‘U contra
11-12-13 Maggio 2012
di Nino Martoglio
Regia e scene
Angelo Tosto
Con Filippo Nicosia, Salvo Sottile, Maria Rita Leotta
Musiche I lautari
Produzione Teatro Stabile di Tremestieri Etneo
“U Contra” antidoto alla moderna società
“È nata prima la Civita o Catania?
Somiglia un po’ a quell’antico, buffo e insolubile indovinello che riguarda l’uovo e la gallina.
In realtà, per primo nacque quel piccolo insediamento marinaro che pian piano diventò un villaggio che, dopo del tempo, diede origine a una città. Passarono anni. A Betlemme successe quello che sappiamo e intanto la città che era venuta fuori da quel piccolo abitato, diventò grande e riconobbe al piccolo villaggio, che frattanto era diventato un quartiere della magnifica Catania, il ruolo di madre. Così, il villaggio-quartiere si chiamò “Civitas”, a sottolineare che tutto era nato da li.
“La Civita” continuò a vivere di luce propria fino ai primi del novecento e, nonostante attorno a se si fosse sviluppata la grande metropoli, si ostinò a conservare il suo carattere di borgo marinaro genuino e sanguigno. Quasi avesse avuto il compito di custodire il carattere e le peculiarità del catanese vero e proprio.
Forse per questo Nino Martoglio si rivolgeva puntualmente a questo quartiere ogni volta che sentiva il bisogno di descrivere una Catania vera, antica, buffa e singolare.
Questo è proprio il caso de: “’U contra”, commedia, scritta con la penna, ma colorata dal pennello del suo autore che riesce persino a stimolare il senso dell’olfatto, fino ad avere sentore di olezzi di urina e di salsedine, che si mischiano al colore delle porte, al profumo dei fagioli e al nauseante puzzo del pesce marcio misto al canto e alle urla delle lavandaie litigiose della Civita.
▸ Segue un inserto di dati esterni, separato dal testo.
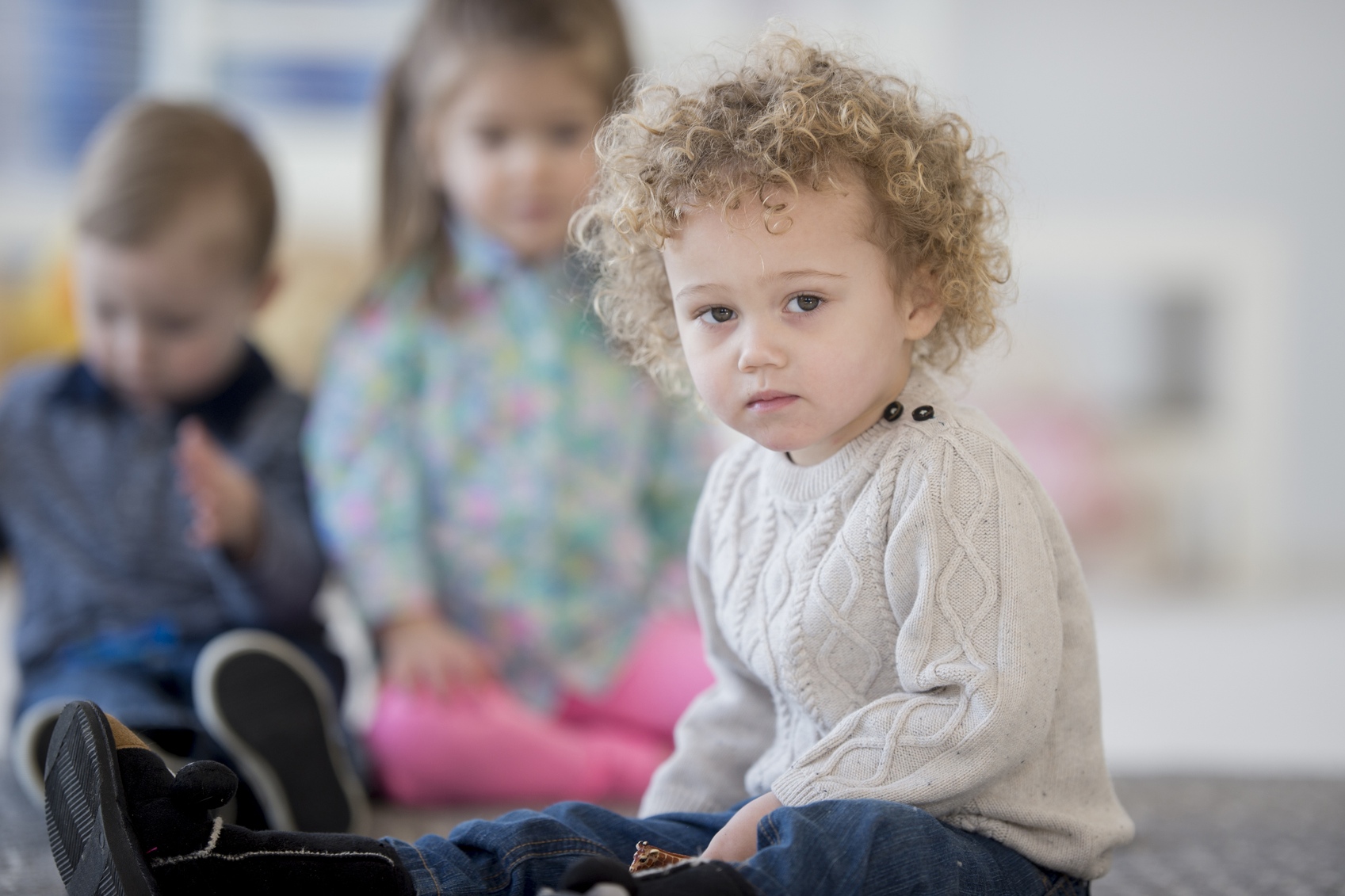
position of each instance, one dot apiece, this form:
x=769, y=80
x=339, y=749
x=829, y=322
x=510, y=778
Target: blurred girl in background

Ma quanta umanità e sincerità in quel mondo semplice e a tratti primordiale! A partire dalla nobile e poetica figura di Don Procopio, buffo e poverissimo eroe del quotidiano, filosofo e benefattore di un’umanità indifesa e vulnerabile. Missionario in un micro universo costruito sull’ignoranza, cattiva consigliera e madre di presunzione e di violenza.
La figura di questo piccolo e fragile omino, tanto simile a “Charlot”, si staglia maestosa lungo i muri di un quartiere in degrado, dove si aggirano anche ombre sinistre, come quella di Don Cocimo, bieco profittatore, disonesto affarista, pronto a cambiare pensiero e fede se occorre.
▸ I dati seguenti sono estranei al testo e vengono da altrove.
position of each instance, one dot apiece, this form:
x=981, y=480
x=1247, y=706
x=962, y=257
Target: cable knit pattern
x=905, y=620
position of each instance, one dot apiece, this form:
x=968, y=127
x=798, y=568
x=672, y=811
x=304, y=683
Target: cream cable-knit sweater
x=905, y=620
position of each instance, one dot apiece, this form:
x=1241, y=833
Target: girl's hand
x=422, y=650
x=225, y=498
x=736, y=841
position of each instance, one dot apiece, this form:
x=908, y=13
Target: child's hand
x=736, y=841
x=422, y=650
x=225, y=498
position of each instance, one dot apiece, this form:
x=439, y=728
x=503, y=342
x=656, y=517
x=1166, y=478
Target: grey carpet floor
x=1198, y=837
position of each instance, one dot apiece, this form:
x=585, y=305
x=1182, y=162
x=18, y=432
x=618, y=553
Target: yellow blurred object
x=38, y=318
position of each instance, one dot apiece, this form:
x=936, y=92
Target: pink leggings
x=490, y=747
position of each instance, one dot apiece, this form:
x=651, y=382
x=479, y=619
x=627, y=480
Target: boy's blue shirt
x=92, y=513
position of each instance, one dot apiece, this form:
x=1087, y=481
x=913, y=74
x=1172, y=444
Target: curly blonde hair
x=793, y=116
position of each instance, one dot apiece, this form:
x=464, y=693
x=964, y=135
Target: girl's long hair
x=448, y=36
In questa bella favola sull’onestà e sulla coerenza, il “buono” avrà il giusto riconoscimento e a noi tutti, finito il racconto, resterà il sorriso sulle labbra per la simpatia e la verità del protagonista.
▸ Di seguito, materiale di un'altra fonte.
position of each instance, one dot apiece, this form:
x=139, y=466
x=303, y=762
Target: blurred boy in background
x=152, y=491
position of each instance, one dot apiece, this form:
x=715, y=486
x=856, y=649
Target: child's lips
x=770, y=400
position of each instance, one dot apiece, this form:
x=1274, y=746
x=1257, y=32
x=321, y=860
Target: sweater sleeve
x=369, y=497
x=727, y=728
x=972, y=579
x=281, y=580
Ma sono certo che a qualcuno resterà anche una puntina di amaro in qualche parte del palato, pensando che di persone come Don Procopio, oggi, proprio quando ne avremmo un bisogno disperato, ne sono rimaste ben poche, mentre trionfa incontrastata la filosofia opportunista, qualunquista, impietosa, cinica e volgare dei tanti “Don Cocimo” che si moltiplicano e si avvicendano nella nostra triste, ma confortevole esistenza.
Non dico che rivoglio indietro la puzza di piscio e di pesce marcio o le liti di Cicca e di Sara e i pianti di Tinuzza o la sporcizia, le malattie, la fatica e il dolore di un popolo ignorate e oppresso, ma, almeno, restituiteci qualche Don Procopio, anche usato, che ci possa ridare una luce sommessa di speranza“. Angelo Tosto.